A new study has hope for all those in the world who suffer with constant stress. The practice of meditation has long been hailed as a way to deal with the stress in your life, but a new study has provided scientific evidence of just how much it can reduce your stress.
For the study, participants with anxiety disorder took an eight-week course in meditation, which teaches them to focus on the moment and accept difficult thoughts. After the course, researchers found lower levels of stress hormones when faced with a difficult situation compared to how they acted before the course.

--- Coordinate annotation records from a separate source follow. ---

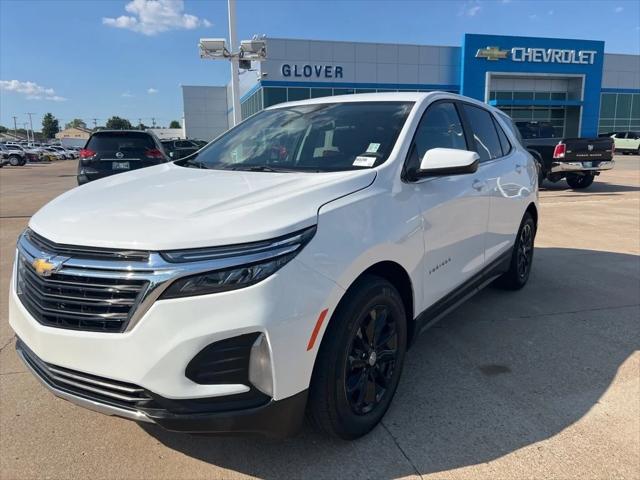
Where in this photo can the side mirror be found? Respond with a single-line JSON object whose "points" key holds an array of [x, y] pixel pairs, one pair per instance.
{"points": [[448, 161]]}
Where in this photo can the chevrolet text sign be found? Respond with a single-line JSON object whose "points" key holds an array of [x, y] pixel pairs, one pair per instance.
{"points": [[539, 55], [552, 55]]}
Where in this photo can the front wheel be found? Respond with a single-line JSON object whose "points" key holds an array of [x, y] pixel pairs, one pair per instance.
{"points": [[578, 182], [360, 360]]}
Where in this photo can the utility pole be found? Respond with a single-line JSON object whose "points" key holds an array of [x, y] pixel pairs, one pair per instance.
{"points": [[235, 74], [31, 125]]}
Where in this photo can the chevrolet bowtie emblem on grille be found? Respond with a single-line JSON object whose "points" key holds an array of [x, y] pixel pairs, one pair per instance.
{"points": [[46, 267], [492, 53]]}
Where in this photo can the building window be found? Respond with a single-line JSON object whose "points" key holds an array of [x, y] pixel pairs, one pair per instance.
{"points": [[274, 95], [619, 112], [294, 94]]}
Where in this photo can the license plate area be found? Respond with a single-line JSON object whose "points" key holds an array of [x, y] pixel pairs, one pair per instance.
{"points": [[120, 165]]}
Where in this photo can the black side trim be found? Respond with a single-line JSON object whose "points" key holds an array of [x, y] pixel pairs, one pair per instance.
{"points": [[435, 312]]}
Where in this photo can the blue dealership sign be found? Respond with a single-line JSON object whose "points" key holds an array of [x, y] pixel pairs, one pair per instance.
{"points": [[483, 55]]}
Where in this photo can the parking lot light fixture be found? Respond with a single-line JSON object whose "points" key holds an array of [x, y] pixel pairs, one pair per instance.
{"points": [[248, 51]]}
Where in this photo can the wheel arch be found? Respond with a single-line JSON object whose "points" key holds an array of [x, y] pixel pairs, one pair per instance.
{"points": [[395, 274], [533, 210]]}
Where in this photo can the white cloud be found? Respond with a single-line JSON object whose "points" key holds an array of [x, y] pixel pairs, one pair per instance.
{"points": [[31, 90], [470, 8], [151, 17]]}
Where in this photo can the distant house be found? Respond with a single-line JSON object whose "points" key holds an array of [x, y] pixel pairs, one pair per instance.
{"points": [[73, 136], [10, 137]]}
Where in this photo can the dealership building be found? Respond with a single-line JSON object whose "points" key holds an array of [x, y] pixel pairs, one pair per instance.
{"points": [[571, 84]]}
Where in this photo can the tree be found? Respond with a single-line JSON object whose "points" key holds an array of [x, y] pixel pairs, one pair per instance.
{"points": [[50, 126], [117, 123], [75, 123]]}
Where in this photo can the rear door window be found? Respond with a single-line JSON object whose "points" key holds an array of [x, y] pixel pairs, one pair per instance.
{"points": [[120, 142], [484, 132]]}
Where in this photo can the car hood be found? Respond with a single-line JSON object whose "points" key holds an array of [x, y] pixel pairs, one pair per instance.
{"points": [[171, 207]]}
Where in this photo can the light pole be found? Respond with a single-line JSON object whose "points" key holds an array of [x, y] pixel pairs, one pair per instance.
{"points": [[33, 138], [238, 55], [235, 74]]}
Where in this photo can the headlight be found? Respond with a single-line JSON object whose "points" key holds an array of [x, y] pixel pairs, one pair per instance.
{"points": [[245, 265]]}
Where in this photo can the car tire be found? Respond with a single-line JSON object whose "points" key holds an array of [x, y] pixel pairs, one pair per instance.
{"points": [[360, 360], [521, 256], [579, 182]]}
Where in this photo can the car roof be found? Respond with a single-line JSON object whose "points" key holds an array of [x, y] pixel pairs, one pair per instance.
{"points": [[416, 97], [121, 131]]}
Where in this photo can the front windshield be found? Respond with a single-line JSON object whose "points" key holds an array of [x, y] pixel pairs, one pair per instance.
{"points": [[319, 138]]}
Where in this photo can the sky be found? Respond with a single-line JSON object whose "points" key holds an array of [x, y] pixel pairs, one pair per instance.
{"points": [[98, 58]]}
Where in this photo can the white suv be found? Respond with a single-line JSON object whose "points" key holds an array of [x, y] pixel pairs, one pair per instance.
{"points": [[285, 267]]}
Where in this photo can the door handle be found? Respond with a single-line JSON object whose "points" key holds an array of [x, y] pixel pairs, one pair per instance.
{"points": [[478, 185]]}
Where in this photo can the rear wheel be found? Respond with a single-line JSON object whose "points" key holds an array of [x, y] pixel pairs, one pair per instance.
{"points": [[360, 360], [521, 257], [578, 182]]}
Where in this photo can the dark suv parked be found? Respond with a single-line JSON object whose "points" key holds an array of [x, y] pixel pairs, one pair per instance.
{"points": [[108, 152]]}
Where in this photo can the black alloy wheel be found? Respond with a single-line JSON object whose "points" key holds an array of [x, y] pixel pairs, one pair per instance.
{"points": [[521, 261], [359, 362], [524, 253], [371, 360]]}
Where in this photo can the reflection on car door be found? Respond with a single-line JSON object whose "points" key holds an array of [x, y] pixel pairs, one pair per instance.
{"points": [[505, 171], [454, 208]]}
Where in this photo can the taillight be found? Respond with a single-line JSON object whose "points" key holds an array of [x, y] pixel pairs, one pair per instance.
{"points": [[153, 153], [559, 151], [86, 153]]}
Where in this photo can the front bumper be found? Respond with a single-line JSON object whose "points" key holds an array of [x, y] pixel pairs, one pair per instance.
{"points": [[586, 166], [275, 418], [155, 353]]}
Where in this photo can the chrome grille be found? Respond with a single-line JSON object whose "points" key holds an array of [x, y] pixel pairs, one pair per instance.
{"points": [[77, 302], [82, 251], [89, 386]]}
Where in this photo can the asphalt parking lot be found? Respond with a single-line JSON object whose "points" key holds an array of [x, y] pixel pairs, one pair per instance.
{"points": [[542, 383]]}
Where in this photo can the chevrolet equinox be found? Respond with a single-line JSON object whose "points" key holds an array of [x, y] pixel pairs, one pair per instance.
{"points": [[283, 269]]}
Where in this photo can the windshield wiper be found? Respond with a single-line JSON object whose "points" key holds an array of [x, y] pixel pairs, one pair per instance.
{"points": [[258, 168], [193, 163]]}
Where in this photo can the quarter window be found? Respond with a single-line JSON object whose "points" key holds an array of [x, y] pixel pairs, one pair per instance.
{"points": [[484, 133], [504, 141]]}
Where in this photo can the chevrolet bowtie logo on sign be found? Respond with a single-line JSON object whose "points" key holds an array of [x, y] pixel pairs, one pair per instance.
{"points": [[492, 53], [46, 267]]}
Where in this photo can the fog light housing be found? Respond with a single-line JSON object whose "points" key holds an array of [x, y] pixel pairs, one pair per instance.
{"points": [[260, 373]]}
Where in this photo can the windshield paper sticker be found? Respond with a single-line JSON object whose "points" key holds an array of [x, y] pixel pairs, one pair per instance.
{"points": [[364, 161], [373, 147]]}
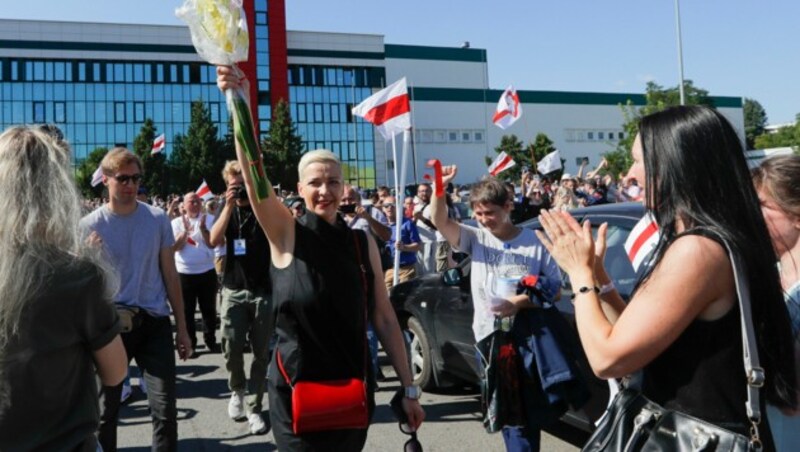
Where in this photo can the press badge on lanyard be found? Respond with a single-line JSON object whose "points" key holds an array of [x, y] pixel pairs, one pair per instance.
{"points": [[239, 247]]}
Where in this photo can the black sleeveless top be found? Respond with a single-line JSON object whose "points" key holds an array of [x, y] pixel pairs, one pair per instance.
{"points": [[702, 373], [319, 302]]}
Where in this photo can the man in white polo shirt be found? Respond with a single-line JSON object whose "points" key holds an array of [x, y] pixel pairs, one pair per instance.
{"points": [[195, 262]]}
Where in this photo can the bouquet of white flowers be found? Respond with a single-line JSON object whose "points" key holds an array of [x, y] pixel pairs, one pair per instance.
{"points": [[219, 34]]}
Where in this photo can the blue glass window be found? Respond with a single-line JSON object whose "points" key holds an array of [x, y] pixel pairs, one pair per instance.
{"points": [[119, 112], [138, 112], [38, 113], [59, 112], [60, 71]]}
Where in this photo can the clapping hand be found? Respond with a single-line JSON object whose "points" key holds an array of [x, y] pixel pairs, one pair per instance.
{"points": [[570, 243]]}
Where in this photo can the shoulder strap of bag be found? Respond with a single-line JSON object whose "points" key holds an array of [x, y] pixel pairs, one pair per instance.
{"points": [[752, 368], [365, 290]]}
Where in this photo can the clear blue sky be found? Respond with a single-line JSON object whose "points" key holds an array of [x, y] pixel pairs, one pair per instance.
{"points": [[731, 47]]}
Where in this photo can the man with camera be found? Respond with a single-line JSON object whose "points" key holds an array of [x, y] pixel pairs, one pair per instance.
{"points": [[246, 299]]}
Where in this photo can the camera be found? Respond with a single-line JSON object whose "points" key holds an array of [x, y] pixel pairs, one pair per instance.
{"points": [[347, 208], [241, 192]]}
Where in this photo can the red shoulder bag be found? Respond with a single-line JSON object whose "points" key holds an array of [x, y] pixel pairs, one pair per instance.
{"points": [[331, 404]]}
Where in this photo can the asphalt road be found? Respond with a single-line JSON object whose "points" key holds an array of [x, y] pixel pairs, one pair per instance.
{"points": [[453, 420]]}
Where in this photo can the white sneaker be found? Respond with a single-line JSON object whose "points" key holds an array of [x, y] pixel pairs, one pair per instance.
{"points": [[126, 393], [236, 406], [257, 425]]}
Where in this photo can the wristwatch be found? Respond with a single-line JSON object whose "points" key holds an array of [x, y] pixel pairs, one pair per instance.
{"points": [[413, 392]]}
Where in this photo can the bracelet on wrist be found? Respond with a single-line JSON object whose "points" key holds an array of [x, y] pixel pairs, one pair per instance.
{"points": [[584, 290], [607, 288]]}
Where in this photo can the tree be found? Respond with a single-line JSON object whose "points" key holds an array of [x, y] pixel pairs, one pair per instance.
{"points": [[283, 148], [755, 118], [658, 99], [512, 146], [539, 148], [154, 166], [199, 154], [783, 137], [84, 172]]}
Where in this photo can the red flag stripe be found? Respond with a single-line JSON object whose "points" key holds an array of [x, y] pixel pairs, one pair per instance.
{"points": [[394, 107], [500, 166], [651, 229], [498, 115]]}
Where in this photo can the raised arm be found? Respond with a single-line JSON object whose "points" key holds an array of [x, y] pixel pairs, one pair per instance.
{"points": [[447, 226], [272, 215], [651, 321], [388, 329]]}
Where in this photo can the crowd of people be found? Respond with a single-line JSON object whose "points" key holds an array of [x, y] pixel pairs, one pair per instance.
{"points": [[88, 286]]}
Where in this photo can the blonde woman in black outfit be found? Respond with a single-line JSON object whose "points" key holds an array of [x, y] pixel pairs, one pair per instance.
{"points": [[682, 325], [319, 298]]}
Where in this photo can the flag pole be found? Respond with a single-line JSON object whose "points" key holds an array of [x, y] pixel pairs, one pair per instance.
{"points": [[398, 205], [413, 143], [401, 201]]}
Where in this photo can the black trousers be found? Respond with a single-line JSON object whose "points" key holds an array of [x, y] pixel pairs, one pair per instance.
{"points": [[200, 289], [152, 347]]}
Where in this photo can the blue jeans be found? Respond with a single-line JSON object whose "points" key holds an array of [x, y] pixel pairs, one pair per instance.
{"points": [[152, 347], [517, 439], [372, 340]]}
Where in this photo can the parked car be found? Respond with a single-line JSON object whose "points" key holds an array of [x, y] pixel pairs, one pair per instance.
{"points": [[436, 313]]}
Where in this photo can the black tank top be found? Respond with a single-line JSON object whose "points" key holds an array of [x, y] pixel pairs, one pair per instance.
{"points": [[702, 373], [319, 302]]}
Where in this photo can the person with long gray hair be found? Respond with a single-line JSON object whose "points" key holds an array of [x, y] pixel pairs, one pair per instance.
{"points": [[58, 327]]}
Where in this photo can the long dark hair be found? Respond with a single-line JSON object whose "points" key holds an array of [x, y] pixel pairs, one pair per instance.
{"points": [[696, 171]]}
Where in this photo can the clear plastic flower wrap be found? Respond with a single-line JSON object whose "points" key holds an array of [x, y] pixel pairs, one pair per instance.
{"points": [[219, 34]]}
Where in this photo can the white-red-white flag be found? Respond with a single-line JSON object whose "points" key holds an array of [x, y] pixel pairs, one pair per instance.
{"points": [[551, 162], [204, 192], [97, 176], [508, 109], [501, 163], [159, 144], [389, 109], [642, 240]]}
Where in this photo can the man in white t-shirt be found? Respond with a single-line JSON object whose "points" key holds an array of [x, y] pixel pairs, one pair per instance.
{"points": [[426, 256], [195, 262], [502, 254]]}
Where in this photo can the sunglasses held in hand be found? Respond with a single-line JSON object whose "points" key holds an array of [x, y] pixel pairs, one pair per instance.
{"points": [[413, 444]]}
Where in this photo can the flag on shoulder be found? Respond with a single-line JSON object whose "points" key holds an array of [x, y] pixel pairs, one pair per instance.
{"points": [[551, 162], [204, 192], [642, 240], [389, 109], [97, 176], [501, 163], [508, 109], [159, 144]]}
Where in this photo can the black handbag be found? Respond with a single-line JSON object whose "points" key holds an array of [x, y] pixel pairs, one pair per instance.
{"points": [[634, 423]]}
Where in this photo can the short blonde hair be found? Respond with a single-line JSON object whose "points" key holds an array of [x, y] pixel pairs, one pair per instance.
{"points": [[117, 158], [317, 156], [232, 168]]}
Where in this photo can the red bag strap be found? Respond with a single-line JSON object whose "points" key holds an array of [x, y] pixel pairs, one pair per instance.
{"points": [[365, 289]]}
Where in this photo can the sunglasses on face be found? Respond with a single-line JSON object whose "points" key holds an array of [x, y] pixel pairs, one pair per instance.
{"points": [[125, 178]]}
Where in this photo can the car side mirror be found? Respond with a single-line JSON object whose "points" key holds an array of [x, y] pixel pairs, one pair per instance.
{"points": [[452, 277]]}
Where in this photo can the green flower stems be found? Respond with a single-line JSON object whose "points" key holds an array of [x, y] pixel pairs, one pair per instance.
{"points": [[246, 138]]}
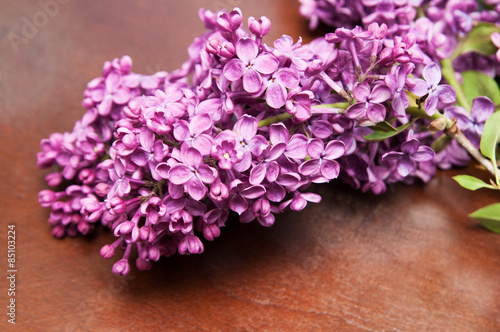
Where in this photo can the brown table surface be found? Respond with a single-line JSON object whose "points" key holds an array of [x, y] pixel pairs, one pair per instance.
{"points": [[409, 260]]}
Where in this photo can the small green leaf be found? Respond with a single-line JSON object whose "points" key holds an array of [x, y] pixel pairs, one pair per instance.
{"points": [[489, 217], [478, 40], [472, 183], [491, 136], [477, 84], [383, 127], [379, 134]]}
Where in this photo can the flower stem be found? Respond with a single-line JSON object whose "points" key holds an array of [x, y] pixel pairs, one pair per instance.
{"points": [[274, 119], [451, 130], [449, 75]]}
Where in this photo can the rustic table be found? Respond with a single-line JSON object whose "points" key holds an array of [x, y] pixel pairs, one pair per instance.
{"points": [[409, 260]]}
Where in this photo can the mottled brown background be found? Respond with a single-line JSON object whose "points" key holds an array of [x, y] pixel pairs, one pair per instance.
{"points": [[409, 260]]}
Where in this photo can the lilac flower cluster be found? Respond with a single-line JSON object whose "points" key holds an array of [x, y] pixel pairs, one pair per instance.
{"points": [[436, 26], [244, 128]]}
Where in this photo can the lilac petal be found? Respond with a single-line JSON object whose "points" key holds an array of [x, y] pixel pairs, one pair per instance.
{"points": [[430, 105], [246, 50], [376, 113], [140, 157], [432, 74], [97, 95], [334, 150], [405, 165], [146, 138], [393, 155], [296, 148], [181, 130], [180, 174], [278, 133], [252, 81], [203, 144], [105, 106], [273, 171], [482, 108], [410, 146], [238, 204], [276, 151], [112, 81], [247, 127], [206, 174], [309, 167], [257, 174], [162, 169], [245, 162], [447, 94], [191, 157], [424, 153], [288, 179], [380, 93], [315, 148], [275, 192], [253, 192], [234, 69], [196, 189], [330, 169], [420, 89], [298, 203], [362, 92], [276, 95], [356, 110], [266, 63], [287, 77], [321, 129], [121, 95], [258, 144], [312, 197], [200, 124]]}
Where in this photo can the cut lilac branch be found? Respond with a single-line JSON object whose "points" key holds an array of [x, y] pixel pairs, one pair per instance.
{"points": [[449, 75], [275, 119]]}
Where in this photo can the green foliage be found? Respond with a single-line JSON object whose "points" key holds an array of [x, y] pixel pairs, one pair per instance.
{"points": [[384, 130], [478, 84], [478, 40]]}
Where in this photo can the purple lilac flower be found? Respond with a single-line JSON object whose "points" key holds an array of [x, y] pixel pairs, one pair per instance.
{"points": [[250, 65], [472, 124], [411, 152], [438, 95]]}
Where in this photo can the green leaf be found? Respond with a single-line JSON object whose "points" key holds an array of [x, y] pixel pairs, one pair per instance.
{"points": [[489, 217], [478, 40], [478, 84], [384, 131], [491, 136], [471, 182]]}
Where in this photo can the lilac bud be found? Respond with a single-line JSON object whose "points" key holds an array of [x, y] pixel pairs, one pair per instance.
{"points": [[154, 253], [107, 251], [219, 192], [53, 179], [58, 231], [261, 27], [121, 267], [101, 189], [46, 198], [211, 231], [143, 264], [190, 244], [83, 227]]}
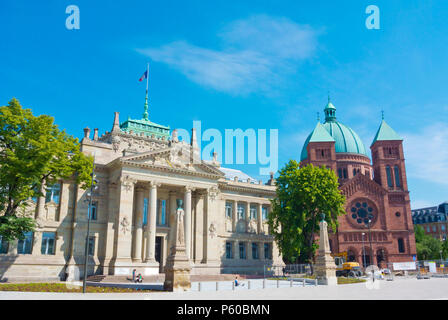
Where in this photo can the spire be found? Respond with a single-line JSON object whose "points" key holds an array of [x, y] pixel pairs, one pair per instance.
{"points": [[330, 111], [385, 132], [116, 126]]}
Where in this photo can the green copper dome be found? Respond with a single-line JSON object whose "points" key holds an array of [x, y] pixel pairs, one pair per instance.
{"points": [[346, 140]]}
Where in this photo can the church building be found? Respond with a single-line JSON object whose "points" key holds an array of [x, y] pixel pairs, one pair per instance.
{"points": [[377, 227]]}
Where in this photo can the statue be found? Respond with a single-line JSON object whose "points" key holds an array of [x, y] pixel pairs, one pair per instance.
{"points": [[180, 227]]}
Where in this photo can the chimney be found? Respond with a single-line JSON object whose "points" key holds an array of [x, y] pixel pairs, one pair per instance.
{"points": [[87, 133], [116, 126]]}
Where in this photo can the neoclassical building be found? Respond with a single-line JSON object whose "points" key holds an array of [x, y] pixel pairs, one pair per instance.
{"points": [[142, 169], [375, 190]]}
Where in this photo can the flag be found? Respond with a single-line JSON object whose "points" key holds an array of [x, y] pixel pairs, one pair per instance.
{"points": [[144, 76]]}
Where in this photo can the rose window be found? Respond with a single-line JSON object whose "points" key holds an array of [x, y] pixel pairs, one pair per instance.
{"points": [[361, 212]]}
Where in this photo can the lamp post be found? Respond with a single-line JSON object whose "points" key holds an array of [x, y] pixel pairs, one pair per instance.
{"points": [[370, 242], [93, 187], [363, 251]]}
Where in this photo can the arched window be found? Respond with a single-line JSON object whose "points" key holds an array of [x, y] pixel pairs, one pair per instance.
{"points": [[340, 173], [400, 245], [389, 177], [397, 176]]}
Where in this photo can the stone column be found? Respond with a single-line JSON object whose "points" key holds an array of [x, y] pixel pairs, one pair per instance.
{"points": [[235, 215], [171, 218], [260, 218], [40, 217], [109, 238], [187, 210], [151, 224], [138, 226]]}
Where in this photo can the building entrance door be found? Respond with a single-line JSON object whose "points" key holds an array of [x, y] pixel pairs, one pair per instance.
{"points": [[158, 253]]}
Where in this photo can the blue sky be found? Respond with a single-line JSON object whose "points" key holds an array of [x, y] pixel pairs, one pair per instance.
{"points": [[246, 64]]}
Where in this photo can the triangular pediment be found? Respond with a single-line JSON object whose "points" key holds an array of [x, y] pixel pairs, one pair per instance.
{"points": [[177, 158], [362, 183]]}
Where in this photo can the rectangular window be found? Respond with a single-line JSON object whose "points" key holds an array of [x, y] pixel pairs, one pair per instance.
{"points": [[145, 211], [253, 212], [229, 254], [229, 206], [241, 211], [91, 248], [53, 193], [397, 176], [4, 246], [389, 177], [93, 210], [161, 212], [264, 211], [25, 246], [242, 247], [48, 242], [400, 245], [254, 250], [267, 251]]}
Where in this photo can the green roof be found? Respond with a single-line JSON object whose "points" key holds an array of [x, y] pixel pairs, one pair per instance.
{"points": [[319, 134], [146, 127], [346, 140], [385, 132]]}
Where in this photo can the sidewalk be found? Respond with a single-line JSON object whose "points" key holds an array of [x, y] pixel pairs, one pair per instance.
{"points": [[400, 289]]}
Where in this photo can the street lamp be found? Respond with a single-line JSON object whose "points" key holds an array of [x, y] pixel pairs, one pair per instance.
{"points": [[363, 251], [370, 242], [93, 187]]}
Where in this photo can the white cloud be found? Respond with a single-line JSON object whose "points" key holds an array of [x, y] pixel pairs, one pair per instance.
{"points": [[426, 153], [257, 52], [419, 204]]}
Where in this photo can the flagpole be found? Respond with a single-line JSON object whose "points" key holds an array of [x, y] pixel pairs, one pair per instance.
{"points": [[145, 114]]}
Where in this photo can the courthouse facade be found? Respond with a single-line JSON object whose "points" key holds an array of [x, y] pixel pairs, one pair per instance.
{"points": [[143, 169]]}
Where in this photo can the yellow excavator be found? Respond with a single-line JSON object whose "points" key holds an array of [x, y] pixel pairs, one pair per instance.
{"points": [[344, 268]]}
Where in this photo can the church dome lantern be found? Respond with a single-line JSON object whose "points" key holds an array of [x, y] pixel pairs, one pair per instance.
{"points": [[346, 140]]}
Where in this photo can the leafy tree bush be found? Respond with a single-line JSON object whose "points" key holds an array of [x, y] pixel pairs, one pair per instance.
{"points": [[303, 194], [33, 152]]}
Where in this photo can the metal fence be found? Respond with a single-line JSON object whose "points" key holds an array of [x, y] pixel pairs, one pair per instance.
{"points": [[287, 271], [416, 269]]}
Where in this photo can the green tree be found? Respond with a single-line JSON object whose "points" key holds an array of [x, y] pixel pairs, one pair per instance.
{"points": [[33, 152], [302, 195], [428, 248]]}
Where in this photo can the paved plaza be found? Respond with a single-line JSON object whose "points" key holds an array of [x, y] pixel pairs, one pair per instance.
{"points": [[406, 289]]}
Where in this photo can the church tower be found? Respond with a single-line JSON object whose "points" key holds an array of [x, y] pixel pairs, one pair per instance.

The researchers also compared the group to those who had stress management courses not involving meditation, and those who got meditation training outperformed them. Other studies have found psychological and physical health benefits to meditation, and specifically mindfulness meditation. This study is important because most previous studies had compared meditation groups to groups that did nothing to manage their stress, whereas this study included those on other stress management courses.
“Mindfulness meditation training is a relatively inexpensive and low-stigma treatment approach, and these findings strengthen the case that it can improve resilience to stress,” said lead author Elizabeth A. Hoge, MD, associate professor in Georgetown University Medical Center’s Department of Psychiatry, in a statement.
“We were testing the patients’ resilience,” Hoge said, “because that’s really the ultimate question–can we make people handle stress better?”
The statement added: “Hoge and colleagues also found — as they reported in an earlier paper on this study — that the meditation group patients, compared to controls, experienced significantly greater reductions in self-reported measures of stress after their course. The study adds to evidence for the effectiveness of mindfulness meditation in treating anxiety, Hoge said. She noted too that with its rigorous “active control” design, it provides a good paradigm for the future study of interventions such as meditation, to which patients cannot be blinded.”